His style evolved from the legendary expressionism of his early production to the intellectual, decorative, and almost abstract graphic quality of his later works. He produced everything from altarpieces, etched copper, produced woodcuts and engraved the coinage and medals for the Saxon mint, in addition to painting classical nudes, portraits, allegories, hunting scenes, and Lutheran propaganda. Being one of the first artists to convert to the Reformation, Cranach went to great lengths to circulate his portraits of Martin Luther, his wife Catherine von Bora, and Melanchthon.
In 1509 he visited the Netherlands and painted the portrait of Emperor Maximilian and his son, the future Charles V. Although he produced many religious paintings, it should be noted that he sided with the reformers and painted the earliest authentic likeness of Martin Luther, while also executing numerous paintings of an allegorical or mythological character.
Judith With The Head Of Holofernes, this unforgettable figure is a masterly example of Cranach's exceptional skill in the rendering of texture and the sumptuous treatment of the color red.

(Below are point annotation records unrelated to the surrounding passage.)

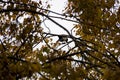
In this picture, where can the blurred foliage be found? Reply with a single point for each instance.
(94, 56)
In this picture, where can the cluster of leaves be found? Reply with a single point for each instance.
(95, 53)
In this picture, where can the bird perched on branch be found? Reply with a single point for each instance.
(63, 38)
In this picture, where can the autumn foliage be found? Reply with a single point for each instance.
(28, 52)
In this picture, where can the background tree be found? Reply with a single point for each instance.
(94, 55)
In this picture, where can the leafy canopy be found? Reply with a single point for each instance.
(95, 54)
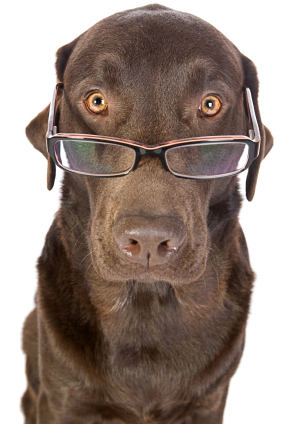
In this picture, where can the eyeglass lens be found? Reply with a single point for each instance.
(94, 157)
(207, 159)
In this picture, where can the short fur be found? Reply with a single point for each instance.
(112, 341)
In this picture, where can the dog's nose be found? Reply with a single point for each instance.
(149, 240)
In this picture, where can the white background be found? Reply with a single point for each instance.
(31, 32)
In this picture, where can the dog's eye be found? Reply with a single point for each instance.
(96, 103)
(210, 106)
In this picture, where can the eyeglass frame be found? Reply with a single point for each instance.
(157, 150)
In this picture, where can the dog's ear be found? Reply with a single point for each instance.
(251, 81)
(37, 128)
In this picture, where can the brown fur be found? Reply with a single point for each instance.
(112, 341)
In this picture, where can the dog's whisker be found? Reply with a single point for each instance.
(84, 232)
(87, 256)
(78, 223)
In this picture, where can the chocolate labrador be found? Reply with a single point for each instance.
(144, 280)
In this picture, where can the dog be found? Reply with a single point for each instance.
(144, 279)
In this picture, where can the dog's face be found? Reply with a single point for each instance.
(152, 70)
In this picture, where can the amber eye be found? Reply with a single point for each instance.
(210, 106)
(96, 103)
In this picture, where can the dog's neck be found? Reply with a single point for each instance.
(135, 322)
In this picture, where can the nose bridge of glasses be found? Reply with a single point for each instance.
(142, 153)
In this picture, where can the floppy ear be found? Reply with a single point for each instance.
(37, 128)
(251, 81)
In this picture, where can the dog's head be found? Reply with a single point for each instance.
(153, 67)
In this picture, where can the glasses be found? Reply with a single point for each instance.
(196, 158)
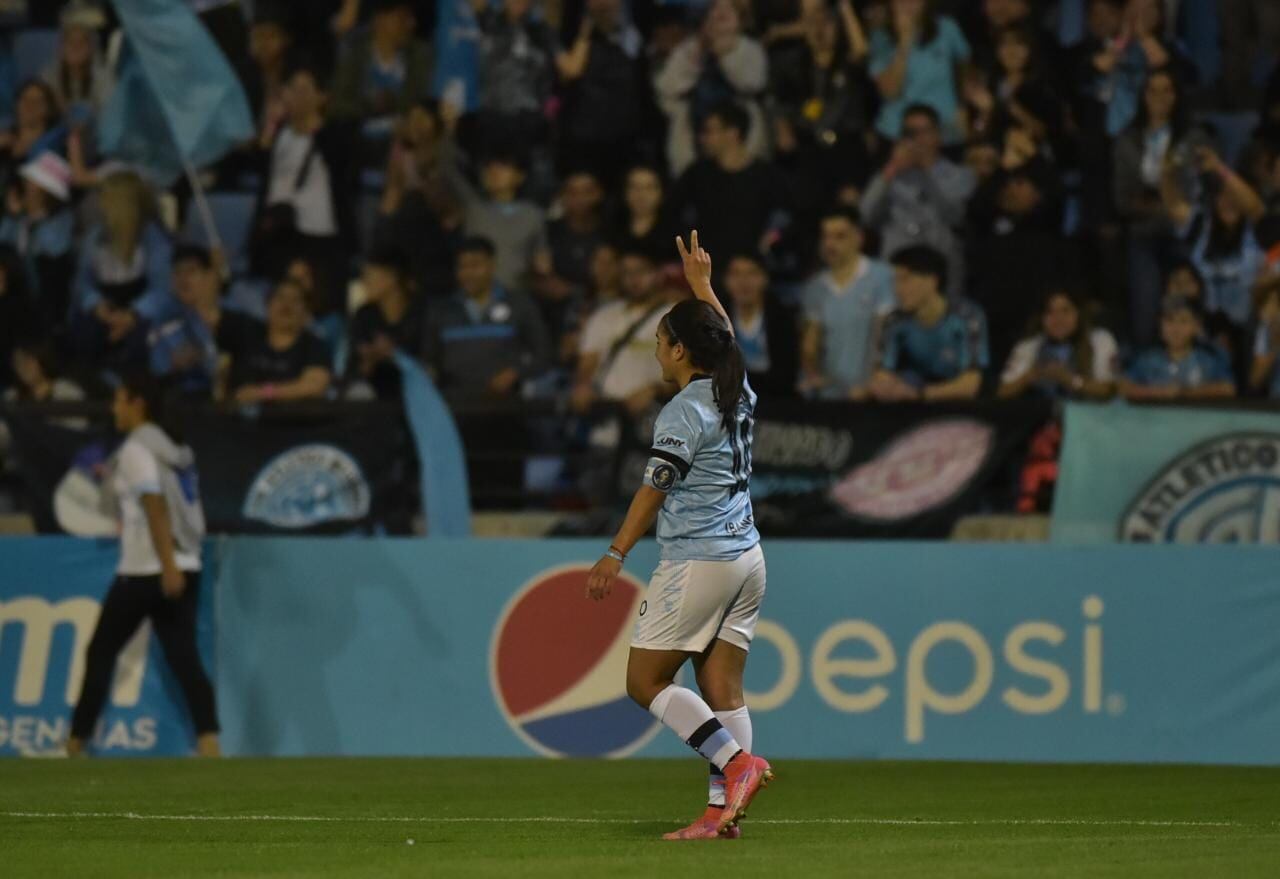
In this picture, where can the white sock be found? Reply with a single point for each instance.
(688, 715)
(739, 724)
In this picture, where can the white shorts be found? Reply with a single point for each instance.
(690, 604)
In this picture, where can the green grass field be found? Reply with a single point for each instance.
(536, 818)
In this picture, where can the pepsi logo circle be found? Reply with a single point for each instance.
(558, 662)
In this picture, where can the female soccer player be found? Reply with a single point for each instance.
(704, 598)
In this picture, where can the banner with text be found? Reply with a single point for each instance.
(1168, 475)
(50, 598)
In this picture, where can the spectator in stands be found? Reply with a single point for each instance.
(123, 275)
(391, 320)
(914, 63)
(935, 349)
(1160, 140)
(716, 67)
(517, 73)
(920, 196)
(485, 338)
(1065, 357)
(80, 77)
(845, 307)
(280, 360)
(1265, 367)
(616, 360)
(516, 228)
(40, 227)
(1221, 241)
(306, 202)
(186, 349)
(35, 128)
(824, 97)
(736, 202)
(607, 95)
(764, 328)
(382, 74)
(644, 221)
(419, 214)
(1184, 366)
(571, 239)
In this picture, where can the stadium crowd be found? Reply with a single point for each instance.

The magnificently elegant Judith can be considered a German response to early Italian Mannerism.
The first thirty years of the sixteenth century were one of the most brilliant and exciting periods in the history of German art. This was the brief but splendid period of the Northern Renaissance. Then the onset of the Reformation, (that began in earnest with Martin Luther's “95 Theses” in 1517) soon came crashing down onto this situation in ferment. Luther was subsequently excommunicated in 1520 by Pope Leo X. Luther repudiated all devotional images, which brought an end to religious painting and hence a drastic stagnation in German art.
Nevertheless, it is as a painter of very lifelike portraits that he is chiefly remembered, especially as a chronicler in oils of the leading personalities of the German Reformation. All three of his sons, including Lucas Cranach the Younger, were painters.
The Lutheran Church remembers Lucas Cranach the Elder as a great Christian on April 6, the liturgical calendar of the Episcopal Church (USA) honors him on August 5.